Au Sénégal comme au Kenya, les mobilisations symboliques, telles que les analyse O’Brien, révèlent les conditions qui permettent l’avènement de ces négociations : un État suffisamment fort et autonome pour pouvoir contrer les tendances
hégémoniques du religieux et éviter l’émergence d’une contre-société; des partenaires disposés à s’entendre sur un ensemble de normes dès lors non remises en
cause; enfin, un nombre de factions suffisamment élevé pour éviter que l’issue des
négociations ne soit l’expression de la volonté d’un seul groupe. Mais l’auteur
montre aussi que la manipulation des symboles est toujours une arme à double tranchant. Mobiliser le registre symbolique du religieux à des fins politiques, c’est risquer de mettre à la portée d’autres groupes des éléments d’interprétation de la réalité inédits et potentiellement subversifs. De même, revendiquer le statut de
minorité pour les musulmans kenyans, c’est produire une communauté imaginée
de marginalisés susceptibles, à ce titre, de bénéficier de certaines ressources et de
postes au sein même de l’appareil étatique ; mais c’est aussi risquer de se retrouver intégré dans une coalition d’intérêts associée au pouvoir et de perdre ainsi sa
base de négociation, voire d’être doublé sur le terrain de la revendication communautaire par des acteurs plus extrémistes qui auraient été plus loin dans la théâtralisation du politique. « Souper avec le démon », c’est toujours risquer de perdre
son âme, en l’occurrence, dans les procédures de négociations et de marchandage,
ces ressources particulières qui rendent possible la réalité même de cette coopération. À force de marchander, le religieux perd en mystère et les actes du leader
sont bientôt perçus par les fidèles comme des manœuvres inacceptables, des
compromissions et non plus des compromis.

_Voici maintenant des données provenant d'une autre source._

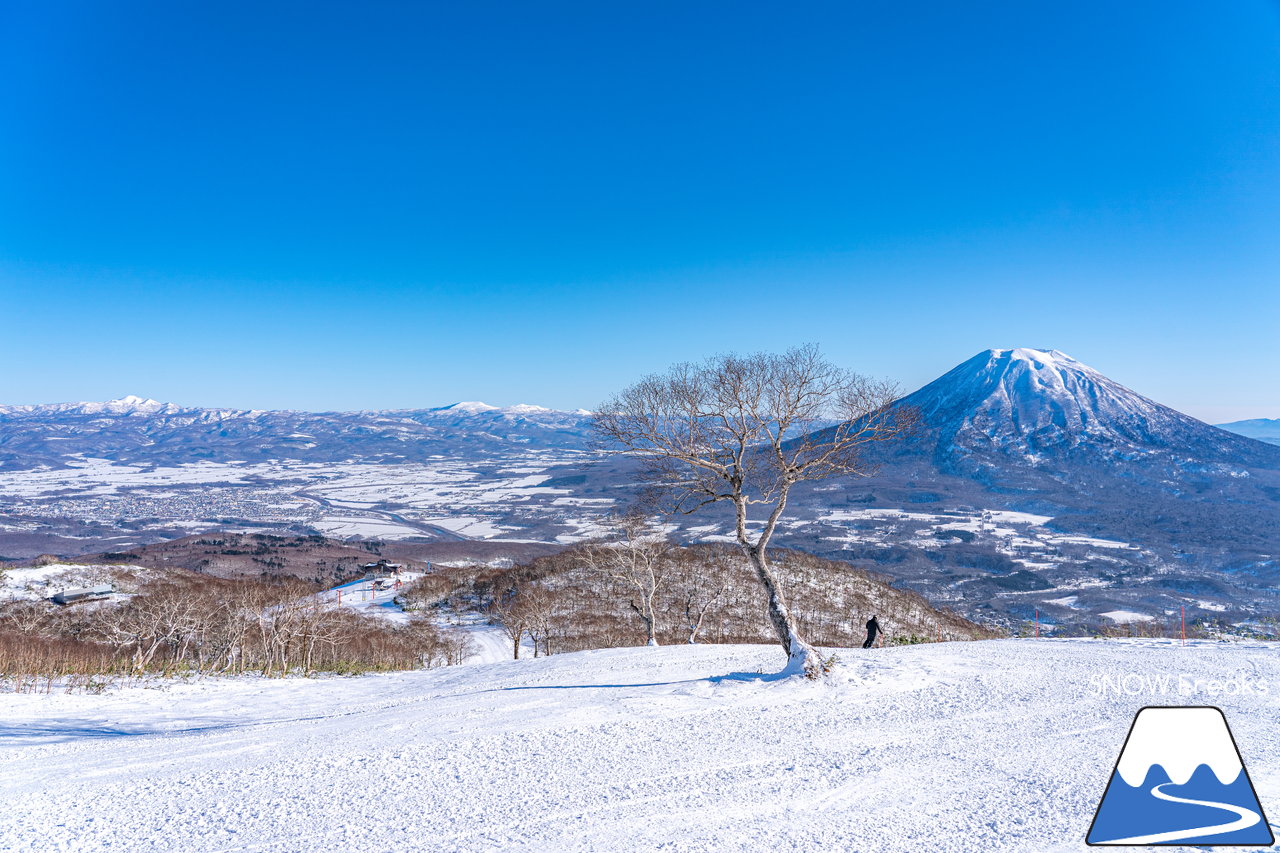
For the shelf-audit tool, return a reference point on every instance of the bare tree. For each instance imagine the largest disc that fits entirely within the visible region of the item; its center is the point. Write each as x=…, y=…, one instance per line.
x=510, y=612
x=700, y=583
x=636, y=560
x=745, y=430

On peut, certes, regretter qu’O’Brien ne discute pas davantage les travaux
célèbres sur les « communautés imaginées »
[3], la « construction sociale de la
réalité »
[4], ou encore la manière dont « pensent » les institutions
[5], travaux évidemment pertinents dans la perspective qui est la sienne. Mais tout est dit – ou
presque– en une seule phrase, quant à la manière de comprendre le politique, qu’il
s’agisse de l’État, de l’identité nationale, d’un parti ou d’un système d’opposition :
« La confrontation symbolique peut être l’expression partielle d’un processus de
négociation et contribuer à élaborer un accord; or les accords peuvent générer les
institutions » (p. 27). La « confrontation symbolique » est ainsi au principe du
« contrat social sénégalais », contrat dont la matrice est stabilisée mais les éléments
toujours modifiables. À rebours des interprétations simplistes qui font florès,
l’ouvrage a donc le grand mérite de mettre l’accent sur la complexité et la fluidité
des dynamiques sociales constitutives de l’ordre – ou du désordre– politique dans
l’Afrique subsaharienne.
[1]
Nous traduisons les citations de l’ouvrage recensé.
[2]
C’est-à-dire de négocier avec l’État. L’expression donne son titre à l’un des textes ici rassemblés.
[3]
Benedict Anderson,
Imagined Communities : Reflections on the Origin and Spread of Nationalism, Londres, Verso, 1983.
[4]
Peter Berger, Thomas Luckmann,
La construction sociale de la réalité (1966), Paris, Méridiens Klincksieck, 1986.
[5]
Mary Douglas,
Comment pensent les institutions, Paris, LaDécouverte, 2004.